12

I am experiencing an error in R that says:

> Error: protect(): protection stack overflow

I have learned through googling that I need to increase:

> --max-ppsize

R-manual:Memory

This can only be set when starting R so I write the following in the command prompt:

C:\Program Files\RStudio\bin\rstudio.exe --max-ppsize=5000000

The error still occurs. I am running a 1500R x 26000C dataset.

How do I solve this problem?


Edit:

The problem occurs in a standard SVM() function, where I pass a dataset of the size 600R x 26.000C. It does not happen when the dataset is 600R x 12.000C.

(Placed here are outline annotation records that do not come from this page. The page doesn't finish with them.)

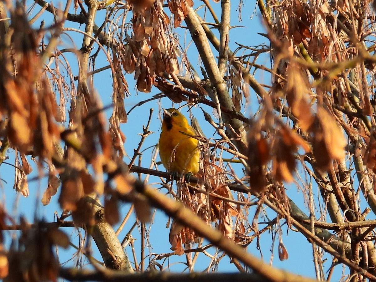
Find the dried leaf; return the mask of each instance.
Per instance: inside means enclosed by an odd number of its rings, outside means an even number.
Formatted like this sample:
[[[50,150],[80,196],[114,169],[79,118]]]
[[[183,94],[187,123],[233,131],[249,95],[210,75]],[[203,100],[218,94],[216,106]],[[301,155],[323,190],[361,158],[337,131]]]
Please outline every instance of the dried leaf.
[[[261,193],[266,189],[266,172],[265,166],[270,158],[269,145],[259,133],[248,133],[248,165],[251,189]]]
[[[66,169],[62,175],[61,182],[61,192],[59,198],[60,207],[63,210],[75,211],[77,202],[84,196],[79,172],[73,169]]]
[[[309,102],[308,79],[301,72],[299,66],[293,63],[289,65],[288,77],[286,99],[293,114],[299,120],[299,126],[306,131],[312,124],[314,117]]]
[[[49,240],[54,245],[67,249],[69,246],[69,238],[64,232],[56,229],[49,229],[47,232]]]
[[[114,176],[114,180],[116,185],[116,190],[120,194],[125,195],[133,190],[135,180],[130,175],[118,173]]]
[[[45,206],[50,203],[51,198],[55,196],[58,192],[58,188],[60,186],[60,180],[50,170],[48,176],[48,186],[42,197],[42,203],[43,205]]]
[[[344,157],[345,147],[347,145],[342,130],[331,115],[323,108],[318,107],[317,116],[322,128],[329,157],[335,160],[341,160]]]
[[[147,199],[138,194],[133,199],[133,204],[137,218],[144,223],[149,222],[152,217],[151,208]]]
[[[111,225],[119,222],[120,216],[117,198],[114,195],[109,199],[106,198],[105,199],[105,217],[106,221]]]
[[[21,161],[22,161],[22,170],[26,174],[29,174],[33,171],[33,168],[31,167],[27,161],[25,154],[21,153],[20,155]]]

> model <- svm(TARGET ~ ., data = ds, type = "C-classification", kernel "linear", scale = TRUE, cost = c, cross = k)
zx8754
  • 52,746
  • 12
  • 114
  • 209
Kasper Christensen
  • 895
  • 3
  • 10
  • 30
  • 3
    Your max value is invalid. The largest you can input is `--max-ppsize=500000` – HavelTheGreat Feb 25 '15 at 20:20
  • Elizion: Just tried your suggested correction. Still no effect... – Kasper Christensen Feb 25 '15 at 20:27
  • Are you using R 32 bit or 64 bit? – HavelTheGreat Feb 25 '15 at 20:28
  • 1
    I would advise you take a look at this then http://stackoverflow.com/questions/12767432/how-can-i-tell-when-my-dataset-in-r-is-going-to-be-too-large – HavelTheGreat Feb 25 '15 at 20:33
  • 3
    I suggest you create a minimal [reproducible example](http://stackoverflow.com/questions/5963269/how-to-make-a-great-r-reproducible-example) so we we can see what you are trying to do. There might be problems in your code that leads to this memory issue. – MrFlick Feb 25 '15 at 20:39
  • I updated the question. The problem occurs in a SVM function and I am pretty sure it is due to data amount... – Kasper Christensen Feb 25 '15 at 21:10
  • It definately seems that your data set is too large for svm. How big is the data set (in MB?) Is it sparse? It might be converted to sparse matrix if so. Another idea would be to run the svm command on a subset of the original dataset, e.g. first 1000 rows, and then find out what's the biggest subset of the data which still can be handled by svm. – Balint Domokos Feb 26 '15 at 07:42

4 Answers4

10

I found a similar problem and that the actual issue was related to expansion of formulas into a model matrix. If you can get the data into that format without using formulas and then use the overload in the svm command (like many other models) that takes an X and y value instead, your probably may go away like mine did.

Eric Czech
  • 719
  • 9
  • 9
7

My way to fix a problem similar to yours:

  1. in the command-line, cd into the location of R progranm (e.g. C:\Program Files\R\R-3.1.3\bin\x64)
  2. in the command-line, Rgui.exe --max-ppsize=500000
  3. in the new open Rgui.exe, options("expressions"=20000)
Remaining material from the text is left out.